Pipeline Class
Python SDK Pipeline class and node functions reference
The Pipeline class is the core building block for defining pipelines as code. Nodes are module-level functions imported from the brokoli package -- they are not methods on the Pipeline object.
Basic usage
from brokoli import Pipeline, source_db, transform, sink_file
with Pipeline("my-pipeline", description="Load and transform user data") as p:
src = source_db("Load Users", conn_id="prod-pg", query="SELECT * FROM users")
clean = transform("Clean", input=src, rules=[{"type": "drop_columns", "columns": ["password_hash"]}])
out = sink_file("Export", input=clean, path="/data/users.csv", format="csv")
src >> clean >> outDeploy with the CLI:
brokoli deployThere is no p.deploy() method. Deployment is always done through the brokoli deploy CLI command.
Constructor
Pipeline(
name: str,
pipeline_id: str | None = None,
description: str = "",
schedule: str = "",
catch_up: bool = False,
sla: str = "",
depends_on: list[str] | None = None,
tags: list[str] | None = None,
webhook: bool = False,
max_retries: int = 0,
concurrency: int = 4,
on_start: Callable | None = None,
on_success: Callable | None = None,
on_failure: Callable | None = None,
)| Parameter | Description |
|---|---|
name | Pipeline display name (required) |
pipeline_id | Stable slug for matching across deployments. If omitted, one is derived from name |
description | Human-readable description |
schedule | Cron expression (e.g., "0 6 * * *") |
catch_up | Run missed intervals when the pipeline is re-enabled |
sla | Duration string for SLA alerting (e.g., "30m", "2h") |
depends_on | List of pipeline IDs that must complete before this one starts |
tags | List of tags for filtering and grouping |
webhook | Enable webhook-triggered runs |
max_retries | Number of times to retry the entire pipeline on failure |
concurrency | Maximum number of nodes that can execute in parallel (default 4) |
on_start | Callback invoked when the pipeline run begins |
on_success | Callback invoked when the pipeline run succeeds |
on_failure | Callback invoked when the pipeline run fails |
Context manager
Always use Pipeline as a context manager. The with block collects all node definitions and edges:
with Pipeline("example") as p:
# define nodes here
...
# After the block, p.to_yaml() returns readable YAML, p.to_json() returns a dictAll node function calls must happen inside the with block so they are registered to the active pipeline.
The >> operator
Node functions return NodeRef objects that support the >> operator for chaining:
from brokoli import Pipeline, source_db, transform, sink_file, sink_db
with Pipeline("fan-out") as p:
src = source_db("Load", conn_id="pg", query="SELECT * FROM events")

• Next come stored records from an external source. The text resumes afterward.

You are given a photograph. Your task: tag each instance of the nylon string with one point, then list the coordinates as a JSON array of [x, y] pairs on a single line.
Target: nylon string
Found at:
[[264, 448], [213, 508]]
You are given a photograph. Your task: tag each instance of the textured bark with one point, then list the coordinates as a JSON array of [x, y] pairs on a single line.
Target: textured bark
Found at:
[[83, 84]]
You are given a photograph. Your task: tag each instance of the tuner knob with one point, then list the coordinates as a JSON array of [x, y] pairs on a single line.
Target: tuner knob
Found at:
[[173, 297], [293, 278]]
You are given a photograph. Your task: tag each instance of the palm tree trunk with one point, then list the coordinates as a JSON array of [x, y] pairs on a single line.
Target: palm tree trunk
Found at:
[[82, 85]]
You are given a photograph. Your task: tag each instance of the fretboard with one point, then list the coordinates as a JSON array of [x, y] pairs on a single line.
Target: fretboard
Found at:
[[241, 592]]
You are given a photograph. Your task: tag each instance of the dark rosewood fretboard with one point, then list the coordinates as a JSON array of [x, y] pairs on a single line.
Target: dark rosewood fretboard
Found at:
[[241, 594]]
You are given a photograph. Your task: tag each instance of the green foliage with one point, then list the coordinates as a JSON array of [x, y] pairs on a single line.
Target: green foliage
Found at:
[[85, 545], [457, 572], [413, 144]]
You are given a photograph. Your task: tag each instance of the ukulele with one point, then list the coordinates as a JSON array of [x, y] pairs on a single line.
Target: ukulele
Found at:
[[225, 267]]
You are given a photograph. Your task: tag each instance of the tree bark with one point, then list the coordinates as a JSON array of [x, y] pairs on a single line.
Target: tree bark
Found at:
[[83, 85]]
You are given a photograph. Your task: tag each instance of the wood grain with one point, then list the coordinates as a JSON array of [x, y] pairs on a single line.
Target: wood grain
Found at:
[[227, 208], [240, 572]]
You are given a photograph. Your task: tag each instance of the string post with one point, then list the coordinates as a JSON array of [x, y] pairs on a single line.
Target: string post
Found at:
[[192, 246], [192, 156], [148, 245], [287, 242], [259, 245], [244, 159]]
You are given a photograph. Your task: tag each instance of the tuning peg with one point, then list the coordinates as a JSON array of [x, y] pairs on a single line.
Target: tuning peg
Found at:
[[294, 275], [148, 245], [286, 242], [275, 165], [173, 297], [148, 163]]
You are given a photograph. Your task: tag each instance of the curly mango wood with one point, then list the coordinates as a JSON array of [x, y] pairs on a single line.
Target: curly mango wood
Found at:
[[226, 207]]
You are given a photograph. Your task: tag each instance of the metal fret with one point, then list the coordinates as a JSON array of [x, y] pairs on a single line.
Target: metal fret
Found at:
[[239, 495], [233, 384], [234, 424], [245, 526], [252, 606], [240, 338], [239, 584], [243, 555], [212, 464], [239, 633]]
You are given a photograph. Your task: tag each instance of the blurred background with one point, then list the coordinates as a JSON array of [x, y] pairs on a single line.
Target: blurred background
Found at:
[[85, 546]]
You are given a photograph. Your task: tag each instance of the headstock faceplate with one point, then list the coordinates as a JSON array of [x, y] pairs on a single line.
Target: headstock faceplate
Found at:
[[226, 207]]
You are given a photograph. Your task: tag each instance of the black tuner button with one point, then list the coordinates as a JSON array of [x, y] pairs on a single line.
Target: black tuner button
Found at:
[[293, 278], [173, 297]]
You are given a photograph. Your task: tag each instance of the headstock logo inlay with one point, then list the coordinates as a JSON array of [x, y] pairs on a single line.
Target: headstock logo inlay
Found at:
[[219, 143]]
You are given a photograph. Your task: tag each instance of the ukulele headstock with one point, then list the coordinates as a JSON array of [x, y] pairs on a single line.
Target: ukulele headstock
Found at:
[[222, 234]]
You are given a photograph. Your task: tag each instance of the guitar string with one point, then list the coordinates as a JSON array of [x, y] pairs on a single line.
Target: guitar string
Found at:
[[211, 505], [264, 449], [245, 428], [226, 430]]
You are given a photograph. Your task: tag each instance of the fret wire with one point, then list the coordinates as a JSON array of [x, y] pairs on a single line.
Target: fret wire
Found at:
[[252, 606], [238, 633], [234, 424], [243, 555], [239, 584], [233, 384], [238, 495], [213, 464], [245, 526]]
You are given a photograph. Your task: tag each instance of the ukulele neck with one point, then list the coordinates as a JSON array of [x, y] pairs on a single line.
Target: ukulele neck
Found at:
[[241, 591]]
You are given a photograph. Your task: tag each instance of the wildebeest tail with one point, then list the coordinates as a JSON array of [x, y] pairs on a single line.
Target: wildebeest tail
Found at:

clean = transform("Clean", input=src, rules=[{"type": "rename", "old": "ts", "new": "timestamp"}])
csv = sink_file("To CSV", input=clean, path="/data/events.csv")
db = sink_db("To Warehouse", input=clean, table="events_clean", conn_id="warehouse")
# Linear chain
src >> clean
# Fan-out from one node to multiple sinks
clean >> csv
clean >> dbYou can also write linear chains in a single expression:
src >> clean >> csvNode functions reference
Every node function is a module-level import from brokoli. They all take name as the first positional argument.
Sources
source_db
Read data from a SQL database.
from brokoli import source_db
src = source_db(
"Load Users",
query="SELECT * FROM users WHERE active = true",
conn_id="prod-pg", # reference a saved connection
# uri="postgres://...", # or pass a URI directly
retries=3,
retry_backoff="exponential",
timeout=60,
)| Parameter | Default | Description |
|---|---|---|
name | (required) | Node display name |
query | "" | SQL query to execute |
conn_id | "" | Saved connection ID |
uri | "" | Direct database URI (alternative to conn_id) |
retries | 0 | Number of retry attempts |
retry_backoff | "exponential" | Backoff strategy ("exponential") |
timeout | 0 | Query timeout in seconds (0 = no timeout) |
source_api
Fetch data from an HTTP API.
from brokoli import source_api
api = source_api(
"Fetch Orders",
url="https://api.example.com/orders",
method="GET",
headers={"Authorization": "Bearer ${var.api_token}"},
timeout=30,
)| Parameter | Default | Description |
|---|---|---|
name | (required) | Node display name |
url | "" | Request URL |
method | "GET" | HTTP method |
headers | None | Dictionary of HTTP headers |
body | "" | Request body (for POST/PUT) |
conn_id | "" | Saved connection ID |
retries | 0 | Number of retry attempts |
retry_backoff | "exponential" | Backoff strategy |
timeout | 30 | Request timeout in seconds |
source_file
Read data from a local file.
from brokoli import source_file
f = source_file("Read CSV", path="/data/input.csv", format="csv")| Parameter | Default | Description |
|---|---|---|
name | (required) | Node display name |
path | "" | File path |
format | "csv" | File format ("csv", "json", "parquet") |
Transforms
transform
Apply declarative transform rules to data.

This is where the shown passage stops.